Called by /aspirations: After every goal completion (spark check); --batch-micro at session-end consolidation
Called by /aspirations-state-update: Step 8.75 after productive goal execution with notable outcomes
Called by /review-hypotheses --learn: For each resolved hypothesis with reflected: false (horizon gate routes session→lightweight, short/long→full)
Calls /replay: During full-cycle mode (Step 2.5) for hippocampal replay
Calls /research-topic: When a knowledge gap is identified
Calls /aspirations add: When a new aspiration emerges from patterns
Calls /reflect-tree-update: Shared tree update protocol used by reflect-on-outcome (Hypothesis mode) and reflect-on-self (Patterns mode)
Calls /tree maintain: When new categories detected or article counts cross thresholds (Step 8.5)
Updates discovery filters: Adds new trap types to discovery lessons-learned
Updates evaluation calibration: Adjusts evaluation weights based on calibration data
Updates pattern signatures (via pattern-signatures-add.sh, pattern-signatures-record-outcome.sh): New signatures, accuracy updates, separation markers
Updates working memory (via wm-append.sh): Encoding queue items from Step 2.5
Updates agents/<agent>/developmental-stage.yaml: Schema operations (assimilation/accommodation)
Updates meta/skill-gaps.yaml: Capability gap detection (Spark Q6) and skill underperformance (Spark Q7)

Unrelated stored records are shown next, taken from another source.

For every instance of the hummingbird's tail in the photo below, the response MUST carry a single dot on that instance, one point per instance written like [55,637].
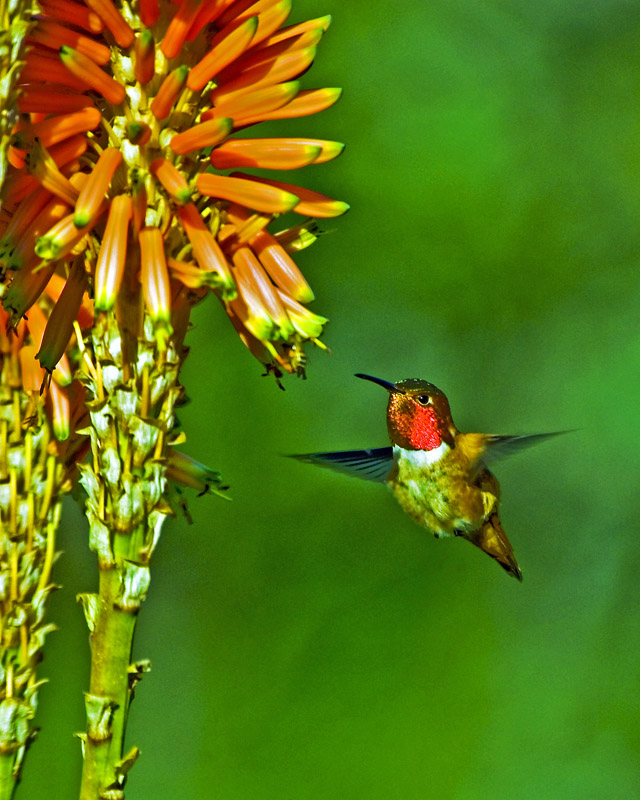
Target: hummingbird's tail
[493,541]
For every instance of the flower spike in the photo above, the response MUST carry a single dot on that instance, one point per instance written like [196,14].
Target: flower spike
[95,188]
[112,256]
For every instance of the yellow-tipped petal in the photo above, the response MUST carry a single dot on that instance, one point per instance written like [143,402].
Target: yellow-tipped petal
[172,180]
[155,277]
[144,57]
[60,323]
[179,27]
[205,134]
[263,154]
[282,269]
[113,252]
[206,250]
[53,35]
[95,188]
[60,412]
[225,47]
[113,19]
[278,70]
[88,71]
[311,204]
[249,193]
[282,153]
[169,92]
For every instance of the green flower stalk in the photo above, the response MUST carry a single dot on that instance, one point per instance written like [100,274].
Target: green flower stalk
[36,469]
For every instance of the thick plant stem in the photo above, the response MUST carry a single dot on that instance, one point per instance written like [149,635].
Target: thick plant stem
[111,643]
[132,392]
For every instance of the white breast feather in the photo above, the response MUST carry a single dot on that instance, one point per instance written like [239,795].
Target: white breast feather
[421,458]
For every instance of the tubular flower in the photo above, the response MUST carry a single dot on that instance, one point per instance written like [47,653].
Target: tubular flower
[149,98]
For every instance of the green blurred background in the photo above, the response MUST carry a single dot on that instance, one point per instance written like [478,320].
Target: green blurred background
[308,640]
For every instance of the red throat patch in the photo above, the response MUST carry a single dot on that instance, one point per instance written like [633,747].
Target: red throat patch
[417,430]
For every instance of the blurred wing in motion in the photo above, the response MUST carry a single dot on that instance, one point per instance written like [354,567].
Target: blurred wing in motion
[371,465]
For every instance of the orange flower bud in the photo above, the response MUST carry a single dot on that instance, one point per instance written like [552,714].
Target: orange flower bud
[113,19]
[250,193]
[51,34]
[281,267]
[179,27]
[75,13]
[155,277]
[113,252]
[87,70]
[311,204]
[225,47]
[149,11]
[95,188]
[206,250]
[206,134]
[60,412]
[172,180]
[60,323]
[144,56]
[169,92]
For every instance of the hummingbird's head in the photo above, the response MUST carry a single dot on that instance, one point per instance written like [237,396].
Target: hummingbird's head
[418,414]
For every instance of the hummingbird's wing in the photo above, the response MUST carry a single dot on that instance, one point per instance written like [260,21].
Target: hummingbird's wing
[483,449]
[371,465]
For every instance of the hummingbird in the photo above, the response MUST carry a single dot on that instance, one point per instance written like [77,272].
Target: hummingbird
[439,475]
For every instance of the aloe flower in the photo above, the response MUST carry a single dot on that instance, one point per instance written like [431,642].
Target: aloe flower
[129,197]
[141,110]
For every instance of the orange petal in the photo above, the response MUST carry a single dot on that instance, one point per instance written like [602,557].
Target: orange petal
[225,47]
[56,129]
[87,70]
[311,204]
[206,134]
[37,323]
[282,68]
[75,13]
[149,11]
[95,188]
[172,179]
[32,373]
[48,101]
[60,412]
[51,34]
[41,165]
[179,26]
[155,276]
[255,280]
[25,288]
[144,56]
[113,19]
[60,323]
[113,253]
[292,31]
[258,56]
[207,13]
[23,254]
[259,102]
[274,153]
[206,250]
[40,67]
[282,269]
[169,92]
[306,103]
[250,193]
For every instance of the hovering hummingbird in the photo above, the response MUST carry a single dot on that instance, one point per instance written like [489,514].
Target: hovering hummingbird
[439,475]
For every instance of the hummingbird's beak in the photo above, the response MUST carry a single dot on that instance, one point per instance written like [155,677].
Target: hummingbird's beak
[390,387]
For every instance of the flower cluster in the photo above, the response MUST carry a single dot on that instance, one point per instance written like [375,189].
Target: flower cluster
[116,189]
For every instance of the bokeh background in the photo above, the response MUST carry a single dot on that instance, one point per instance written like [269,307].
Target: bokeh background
[308,640]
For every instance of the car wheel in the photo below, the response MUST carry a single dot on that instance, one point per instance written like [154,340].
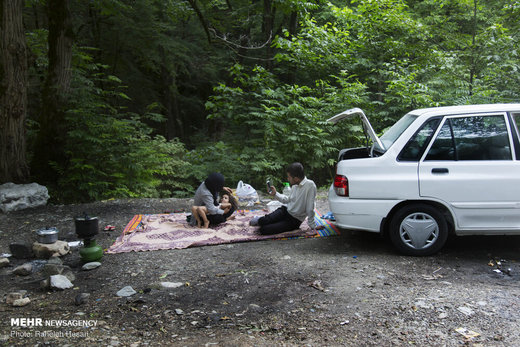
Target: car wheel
[418,230]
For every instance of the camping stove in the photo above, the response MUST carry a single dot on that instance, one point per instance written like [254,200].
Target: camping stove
[86,228]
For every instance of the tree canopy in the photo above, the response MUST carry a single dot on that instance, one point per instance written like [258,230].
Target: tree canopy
[146,97]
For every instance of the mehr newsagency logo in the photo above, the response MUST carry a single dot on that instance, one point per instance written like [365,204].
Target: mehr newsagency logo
[53,328]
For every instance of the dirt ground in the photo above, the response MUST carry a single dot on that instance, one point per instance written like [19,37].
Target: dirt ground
[348,290]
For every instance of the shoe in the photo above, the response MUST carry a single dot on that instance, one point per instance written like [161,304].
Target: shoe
[254,221]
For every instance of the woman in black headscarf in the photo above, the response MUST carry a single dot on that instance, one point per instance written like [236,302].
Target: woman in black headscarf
[207,195]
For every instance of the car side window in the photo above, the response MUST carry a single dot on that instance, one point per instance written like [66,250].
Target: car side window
[515,126]
[415,147]
[472,138]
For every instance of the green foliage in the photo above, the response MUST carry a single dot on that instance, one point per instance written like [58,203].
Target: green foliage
[270,124]
[112,154]
[266,104]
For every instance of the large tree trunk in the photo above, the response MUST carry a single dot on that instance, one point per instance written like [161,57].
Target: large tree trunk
[13,93]
[49,149]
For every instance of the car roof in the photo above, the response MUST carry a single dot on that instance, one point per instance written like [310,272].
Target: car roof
[465,109]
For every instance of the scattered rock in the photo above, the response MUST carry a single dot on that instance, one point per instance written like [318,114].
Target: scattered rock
[45,283]
[51,269]
[4,262]
[256,308]
[23,270]
[91,266]
[126,291]
[171,284]
[466,310]
[46,251]
[21,302]
[12,297]
[81,298]
[16,197]
[21,250]
[55,261]
[60,282]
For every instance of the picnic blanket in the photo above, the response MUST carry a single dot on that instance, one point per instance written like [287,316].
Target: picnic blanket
[148,232]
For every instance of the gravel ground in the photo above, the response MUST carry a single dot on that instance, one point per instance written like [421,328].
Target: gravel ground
[349,290]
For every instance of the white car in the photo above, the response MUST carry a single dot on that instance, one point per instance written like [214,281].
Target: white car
[436,171]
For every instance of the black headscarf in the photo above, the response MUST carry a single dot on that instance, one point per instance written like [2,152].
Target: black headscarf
[215,183]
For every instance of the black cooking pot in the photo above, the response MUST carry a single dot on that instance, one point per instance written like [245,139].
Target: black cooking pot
[86,227]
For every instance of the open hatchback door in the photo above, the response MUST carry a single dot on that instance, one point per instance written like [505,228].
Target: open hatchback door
[353,112]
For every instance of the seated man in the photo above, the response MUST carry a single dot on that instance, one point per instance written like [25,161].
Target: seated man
[300,204]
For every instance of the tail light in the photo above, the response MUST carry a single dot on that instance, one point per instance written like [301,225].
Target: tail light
[341,185]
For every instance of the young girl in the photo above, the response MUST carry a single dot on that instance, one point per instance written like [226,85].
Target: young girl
[228,203]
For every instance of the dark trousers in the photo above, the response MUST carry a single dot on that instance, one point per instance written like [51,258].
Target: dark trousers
[277,222]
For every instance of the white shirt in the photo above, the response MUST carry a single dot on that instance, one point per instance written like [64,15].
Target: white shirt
[300,202]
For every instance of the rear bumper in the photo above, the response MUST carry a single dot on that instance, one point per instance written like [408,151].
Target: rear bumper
[359,214]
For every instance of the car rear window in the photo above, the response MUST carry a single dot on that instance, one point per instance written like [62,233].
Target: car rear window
[392,134]
[472,138]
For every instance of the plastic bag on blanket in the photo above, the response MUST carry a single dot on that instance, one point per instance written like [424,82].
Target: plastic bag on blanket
[246,194]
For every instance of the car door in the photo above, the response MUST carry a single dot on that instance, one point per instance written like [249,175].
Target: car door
[470,166]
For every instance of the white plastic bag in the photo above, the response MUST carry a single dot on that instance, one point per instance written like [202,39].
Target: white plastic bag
[274,205]
[246,194]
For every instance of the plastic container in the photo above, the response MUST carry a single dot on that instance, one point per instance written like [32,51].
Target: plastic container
[286,189]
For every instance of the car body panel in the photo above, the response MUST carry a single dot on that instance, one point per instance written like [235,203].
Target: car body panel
[482,196]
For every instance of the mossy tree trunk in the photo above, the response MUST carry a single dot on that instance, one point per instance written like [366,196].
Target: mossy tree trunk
[49,149]
[13,93]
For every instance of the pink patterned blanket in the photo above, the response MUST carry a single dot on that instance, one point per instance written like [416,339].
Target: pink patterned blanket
[171,231]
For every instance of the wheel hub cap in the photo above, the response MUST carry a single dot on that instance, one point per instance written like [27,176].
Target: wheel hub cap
[419,230]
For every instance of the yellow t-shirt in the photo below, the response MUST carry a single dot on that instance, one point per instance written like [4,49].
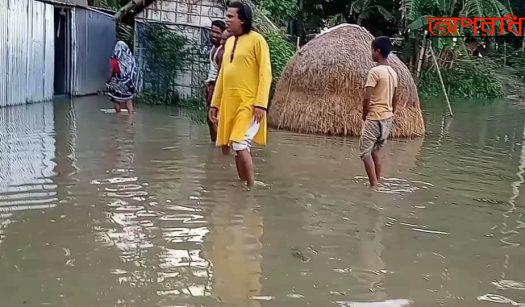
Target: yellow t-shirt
[384,81]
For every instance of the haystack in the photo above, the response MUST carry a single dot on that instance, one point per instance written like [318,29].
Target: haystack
[321,90]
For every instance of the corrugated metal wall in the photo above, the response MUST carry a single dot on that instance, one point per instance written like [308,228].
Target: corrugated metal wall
[95,37]
[26,55]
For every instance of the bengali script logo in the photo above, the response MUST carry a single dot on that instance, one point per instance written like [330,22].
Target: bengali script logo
[481,26]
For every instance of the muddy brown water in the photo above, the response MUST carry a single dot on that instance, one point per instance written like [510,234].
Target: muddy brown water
[99,209]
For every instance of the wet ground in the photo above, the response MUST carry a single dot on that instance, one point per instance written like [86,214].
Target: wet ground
[99,209]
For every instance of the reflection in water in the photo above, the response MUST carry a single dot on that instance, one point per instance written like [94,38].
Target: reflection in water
[142,211]
[27,152]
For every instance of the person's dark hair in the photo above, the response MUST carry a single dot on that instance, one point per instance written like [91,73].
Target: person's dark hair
[245,14]
[219,24]
[384,45]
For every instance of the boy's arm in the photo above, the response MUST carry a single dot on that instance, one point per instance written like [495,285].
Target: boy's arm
[366,101]
[395,99]
[371,82]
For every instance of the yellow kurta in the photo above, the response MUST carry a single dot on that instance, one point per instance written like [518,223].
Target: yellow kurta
[244,83]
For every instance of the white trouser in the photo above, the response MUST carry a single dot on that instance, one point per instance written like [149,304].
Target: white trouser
[247,142]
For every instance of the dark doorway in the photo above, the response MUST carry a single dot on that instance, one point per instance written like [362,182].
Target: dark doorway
[62,51]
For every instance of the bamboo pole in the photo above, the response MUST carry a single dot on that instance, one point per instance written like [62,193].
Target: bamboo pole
[440,78]
[421,56]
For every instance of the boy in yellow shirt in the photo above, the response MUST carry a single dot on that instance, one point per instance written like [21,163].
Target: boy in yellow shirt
[379,106]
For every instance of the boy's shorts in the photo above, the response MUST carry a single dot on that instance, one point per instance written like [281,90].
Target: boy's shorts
[247,142]
[374,135]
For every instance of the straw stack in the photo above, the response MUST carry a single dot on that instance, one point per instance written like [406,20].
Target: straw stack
[321,90]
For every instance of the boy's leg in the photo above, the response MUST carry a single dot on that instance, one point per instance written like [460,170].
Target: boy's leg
[370,170]
[377,154]
[225,150]
[117,106]
[245,167]
[244,159]
[213,130]
[129,105]
[369,136]
[376,157]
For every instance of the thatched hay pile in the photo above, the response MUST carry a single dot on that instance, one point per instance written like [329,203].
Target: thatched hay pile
[321,90]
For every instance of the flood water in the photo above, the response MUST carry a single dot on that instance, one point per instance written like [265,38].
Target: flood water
[100,209]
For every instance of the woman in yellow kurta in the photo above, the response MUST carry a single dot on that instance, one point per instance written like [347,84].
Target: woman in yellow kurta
[242,89]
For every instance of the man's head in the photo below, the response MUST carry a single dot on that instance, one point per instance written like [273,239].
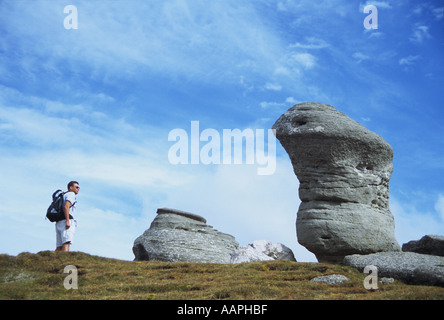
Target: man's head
[73,186]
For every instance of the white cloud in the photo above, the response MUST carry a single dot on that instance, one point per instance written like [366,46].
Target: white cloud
[439,206]
[273,86]
[412,224]
[359,56]
[419,34]
[438,13]
[311,43]
[305,60]
[408,61]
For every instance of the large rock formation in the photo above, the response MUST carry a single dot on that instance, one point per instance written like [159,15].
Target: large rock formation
[344,172]
[176,235]
[429,244]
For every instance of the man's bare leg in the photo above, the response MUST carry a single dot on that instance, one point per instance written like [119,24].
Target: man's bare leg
[65,246]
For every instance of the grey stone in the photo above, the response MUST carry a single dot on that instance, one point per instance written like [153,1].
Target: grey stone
[331,279]
[429,244]
[176,235]
[409,267]
[262,250]
[344,171]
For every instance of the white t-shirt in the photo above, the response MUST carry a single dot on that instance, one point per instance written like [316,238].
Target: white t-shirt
[71,197]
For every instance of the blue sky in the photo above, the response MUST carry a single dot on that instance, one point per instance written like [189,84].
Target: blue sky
[96,104]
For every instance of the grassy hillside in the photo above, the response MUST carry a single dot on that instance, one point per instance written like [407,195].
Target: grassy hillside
[41,276]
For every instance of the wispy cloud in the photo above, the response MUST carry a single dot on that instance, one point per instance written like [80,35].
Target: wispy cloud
[408,61]
[420,33]
[359,56]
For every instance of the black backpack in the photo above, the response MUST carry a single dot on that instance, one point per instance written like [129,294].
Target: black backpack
[55,211]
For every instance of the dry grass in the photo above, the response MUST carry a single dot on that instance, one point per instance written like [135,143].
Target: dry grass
[40,276]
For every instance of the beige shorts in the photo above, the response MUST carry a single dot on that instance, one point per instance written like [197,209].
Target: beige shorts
[64,235]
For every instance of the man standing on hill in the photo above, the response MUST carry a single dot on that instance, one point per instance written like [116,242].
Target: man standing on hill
[66,228]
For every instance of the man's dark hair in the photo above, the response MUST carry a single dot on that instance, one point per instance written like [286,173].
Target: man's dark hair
[71,183]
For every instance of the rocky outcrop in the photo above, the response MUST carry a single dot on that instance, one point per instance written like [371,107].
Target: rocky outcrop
[429,244]
[262,250]
[176,235]
[409,267]
[344,172]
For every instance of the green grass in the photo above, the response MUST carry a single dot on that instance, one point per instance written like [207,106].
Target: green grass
[41,276]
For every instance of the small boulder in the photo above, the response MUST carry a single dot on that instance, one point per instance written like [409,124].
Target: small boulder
[409,267]
[176,235]
[331,279]
[262,250]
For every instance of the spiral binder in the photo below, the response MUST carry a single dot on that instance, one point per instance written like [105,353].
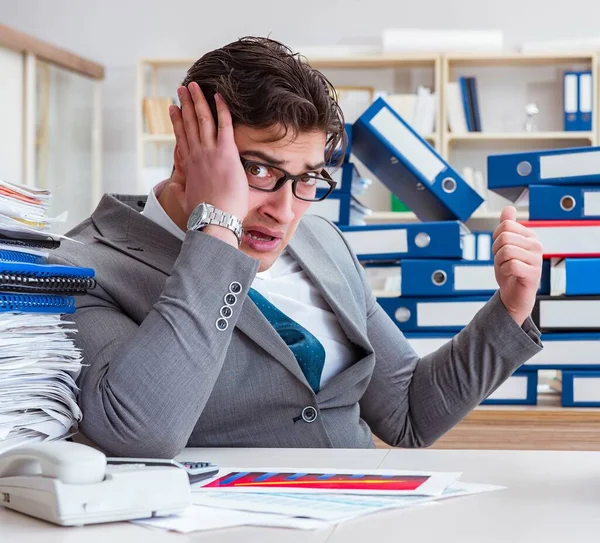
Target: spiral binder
[14,256]
[20,303]
[47,279]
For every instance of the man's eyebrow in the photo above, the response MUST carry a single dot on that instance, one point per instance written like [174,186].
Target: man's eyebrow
[278,162]
[263,156]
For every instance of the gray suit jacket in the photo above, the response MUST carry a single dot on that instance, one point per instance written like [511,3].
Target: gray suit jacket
[162,376]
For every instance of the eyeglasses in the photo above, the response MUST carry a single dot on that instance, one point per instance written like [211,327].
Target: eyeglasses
[310,187]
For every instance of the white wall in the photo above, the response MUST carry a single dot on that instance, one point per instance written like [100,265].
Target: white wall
[117,32]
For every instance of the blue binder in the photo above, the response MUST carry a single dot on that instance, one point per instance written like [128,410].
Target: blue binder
[410,167]
[44,278]
[432,314]
[571,101]
[572,398]
[337,157]
[336,208]
[564,202]
[586,100]
[349,177]
[576,277]
[455,278]
[16,256]
[415,240]
[510,174]
[33,303]
[465,93]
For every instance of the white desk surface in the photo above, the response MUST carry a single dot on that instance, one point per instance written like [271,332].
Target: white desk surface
[552,496]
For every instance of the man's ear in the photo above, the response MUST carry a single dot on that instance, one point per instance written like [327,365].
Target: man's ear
[178,167]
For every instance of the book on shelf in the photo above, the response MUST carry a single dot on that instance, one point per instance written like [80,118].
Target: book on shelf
[156,115]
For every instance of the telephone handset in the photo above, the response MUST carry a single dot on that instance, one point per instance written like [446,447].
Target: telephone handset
[71,484]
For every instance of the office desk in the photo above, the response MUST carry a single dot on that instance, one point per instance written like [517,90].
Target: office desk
[546,426]
[552,497]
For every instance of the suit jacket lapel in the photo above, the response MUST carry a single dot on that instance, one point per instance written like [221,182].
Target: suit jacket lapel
[123,228]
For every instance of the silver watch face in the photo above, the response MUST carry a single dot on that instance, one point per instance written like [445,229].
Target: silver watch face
[199,217]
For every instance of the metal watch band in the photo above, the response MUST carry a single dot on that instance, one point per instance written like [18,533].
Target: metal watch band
[226,220]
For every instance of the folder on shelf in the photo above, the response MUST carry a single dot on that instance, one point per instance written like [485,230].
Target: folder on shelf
[465,92]
[567,313]
[348,178]
[416,240]
[519,389]
[455,278]
[575,277]
[564,202]
[580,389]
[562,239]
[432,314]
[510,174]
[336,157]
[586,100]
[410,167]
[478,246]
[568,350]
[335,208]
[571,101]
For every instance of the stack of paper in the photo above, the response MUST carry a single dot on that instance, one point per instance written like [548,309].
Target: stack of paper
[308,498]
[38,358]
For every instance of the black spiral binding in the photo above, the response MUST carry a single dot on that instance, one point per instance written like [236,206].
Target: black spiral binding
[20,302]
[23,283]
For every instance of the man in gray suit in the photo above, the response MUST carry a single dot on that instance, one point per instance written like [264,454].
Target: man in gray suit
[188,339]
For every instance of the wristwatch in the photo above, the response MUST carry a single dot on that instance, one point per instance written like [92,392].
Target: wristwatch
[206,214]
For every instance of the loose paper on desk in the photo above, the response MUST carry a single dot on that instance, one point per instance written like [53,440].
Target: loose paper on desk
[292,480]
[327,507]
[198,518]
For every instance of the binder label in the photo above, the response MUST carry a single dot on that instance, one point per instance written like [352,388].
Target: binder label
[408,144]
[570,165]
[475,278]
[591,203]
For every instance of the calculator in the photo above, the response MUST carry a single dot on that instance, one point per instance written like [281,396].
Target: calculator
[197,471]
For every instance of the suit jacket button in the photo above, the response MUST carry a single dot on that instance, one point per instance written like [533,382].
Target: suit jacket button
[235,287]
[226,311]
[230,299]
[222,324]
[309,414]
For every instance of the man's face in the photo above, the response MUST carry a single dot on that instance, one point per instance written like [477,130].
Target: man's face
[273,216]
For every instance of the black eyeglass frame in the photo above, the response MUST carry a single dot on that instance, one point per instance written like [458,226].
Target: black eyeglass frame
[294,178]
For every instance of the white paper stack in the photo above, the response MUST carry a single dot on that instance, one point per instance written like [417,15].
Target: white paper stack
[38,358]
[38,365]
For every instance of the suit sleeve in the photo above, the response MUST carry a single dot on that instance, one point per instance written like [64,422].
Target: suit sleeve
[144,387]
[412,401]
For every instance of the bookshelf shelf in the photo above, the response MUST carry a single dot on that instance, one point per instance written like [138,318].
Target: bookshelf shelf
[407,216]
[520,136]
[402,73]
[158,138]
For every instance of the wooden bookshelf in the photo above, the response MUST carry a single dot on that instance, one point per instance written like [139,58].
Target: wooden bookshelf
[361,70]
[546,426]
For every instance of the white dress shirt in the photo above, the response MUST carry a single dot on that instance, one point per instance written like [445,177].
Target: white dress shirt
[287,287]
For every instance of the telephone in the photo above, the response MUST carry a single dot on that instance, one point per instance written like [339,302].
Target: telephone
[71,484]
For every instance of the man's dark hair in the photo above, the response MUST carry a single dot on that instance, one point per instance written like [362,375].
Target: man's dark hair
[265,84]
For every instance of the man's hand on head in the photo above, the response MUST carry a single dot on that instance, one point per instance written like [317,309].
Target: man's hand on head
[208,155]
[518,265]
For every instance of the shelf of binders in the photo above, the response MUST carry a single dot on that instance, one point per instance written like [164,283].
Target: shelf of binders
[503,85]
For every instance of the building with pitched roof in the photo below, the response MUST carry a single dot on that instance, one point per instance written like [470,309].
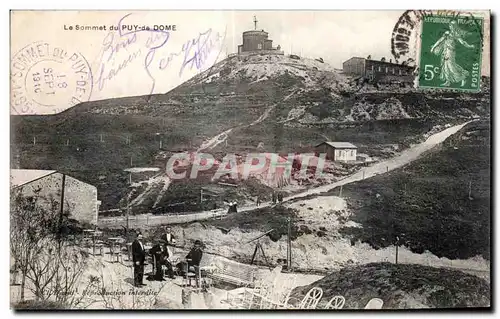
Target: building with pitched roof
[79,198]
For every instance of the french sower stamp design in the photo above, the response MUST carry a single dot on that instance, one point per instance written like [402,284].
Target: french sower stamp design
[450,52]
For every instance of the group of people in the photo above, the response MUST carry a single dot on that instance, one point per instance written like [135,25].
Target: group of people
[161,255]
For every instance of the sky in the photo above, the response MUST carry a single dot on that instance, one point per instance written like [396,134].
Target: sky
[145,62]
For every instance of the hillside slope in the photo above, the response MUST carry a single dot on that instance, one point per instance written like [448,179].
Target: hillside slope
[266,102]
[402,287]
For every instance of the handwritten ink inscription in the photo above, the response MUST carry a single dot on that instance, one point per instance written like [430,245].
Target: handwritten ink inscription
[129,45]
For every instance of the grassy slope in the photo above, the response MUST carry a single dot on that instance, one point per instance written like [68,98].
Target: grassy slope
[435,212]
[402,286]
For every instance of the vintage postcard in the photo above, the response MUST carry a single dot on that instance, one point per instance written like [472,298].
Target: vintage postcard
[250,160]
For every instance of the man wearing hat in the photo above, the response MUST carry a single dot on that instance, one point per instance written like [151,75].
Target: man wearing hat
[193,258]
[138,258]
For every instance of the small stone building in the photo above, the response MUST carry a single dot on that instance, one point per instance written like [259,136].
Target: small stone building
[79,197]
[338,151]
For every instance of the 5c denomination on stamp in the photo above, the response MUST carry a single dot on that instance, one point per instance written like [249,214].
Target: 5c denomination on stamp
[47,79]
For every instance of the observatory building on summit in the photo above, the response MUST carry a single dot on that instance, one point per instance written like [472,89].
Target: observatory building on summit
[257,41]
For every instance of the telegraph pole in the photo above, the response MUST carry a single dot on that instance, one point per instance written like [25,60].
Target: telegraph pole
[470,189]
[397,246]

Active Forgetting — Decay Formula Reference

retention_score = base_decay^days_since_last_access × (1 + retrieval_count × retrieval_boost)

Default parameters: base_decay=0.95, retrieval_boost=0.15. See /reflect-maintain (Memory Curation mode) for full active forgetting procedures (interference detection, reconsolidation windows, protection rules).

Return Protocol

See .claude/rules/return-protocol.md — last action must be a tool call, not text.